I hope I am not being tedious and pedantic, but regarding “discrimination” being thrown around:
For you to be discriminated against in the legal sense, you must belong to a protected class and have an adverse action taken against you because of your membership in that protected class. The protected classes are generally (depending on which statute is being cited) race, color, religion or creed, National origin or ancestry, sex, sexual orientation, age, physical or mental disability and veteran status.
The only protected class Lauren is a member of is female.
If her show entries are refused because she’s female, that would be discrimination. She could claim that, but it would be ludicrous, because 3/4 of the entries at the show are female. If she were a person of color, all the other entries were white, her entries were the only ones refused AND skin color was the reason for the refusal (not being a disruptive drug abuser with a history of bullying and harassment) that would be discrimination.
If her show entries are refused because she has a long history of harassing and bullying competitors, and there’s currently a SS investigation underway about it, that is not discrimination.

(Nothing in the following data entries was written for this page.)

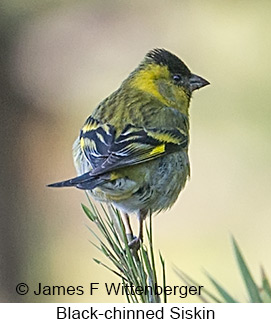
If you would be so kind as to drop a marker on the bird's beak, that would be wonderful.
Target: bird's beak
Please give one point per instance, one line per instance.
(196, 82)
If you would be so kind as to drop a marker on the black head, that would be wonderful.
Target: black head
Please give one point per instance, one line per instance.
(165, 58)
(180, 73)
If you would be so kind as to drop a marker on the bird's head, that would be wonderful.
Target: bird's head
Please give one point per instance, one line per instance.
(165, 76)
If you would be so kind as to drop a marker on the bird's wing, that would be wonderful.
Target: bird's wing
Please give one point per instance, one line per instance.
(96, 139)
(106, 152)
(133, 146)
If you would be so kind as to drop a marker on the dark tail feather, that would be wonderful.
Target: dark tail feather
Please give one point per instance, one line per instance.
(85, 182)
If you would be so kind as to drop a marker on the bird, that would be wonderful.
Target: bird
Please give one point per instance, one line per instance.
(132, 151)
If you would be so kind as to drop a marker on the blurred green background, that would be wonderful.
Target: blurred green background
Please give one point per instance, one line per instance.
(58, 59)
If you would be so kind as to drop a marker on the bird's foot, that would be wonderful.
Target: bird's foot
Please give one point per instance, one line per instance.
(134, 244)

That is an organization following its own bylaws and making a rational decision.
As has been discussed endlessly in the Safe Sport ban threads, participation in horse shows is NOT a constitutionally protected civil right.
It’s odd to me that a family of lawyers, with other lawyers on retainer, doesn’t understand some pretty basic concepts.
But I guess discrimination is a more subtle topic than whether NGRI is an acquittal, so here we are.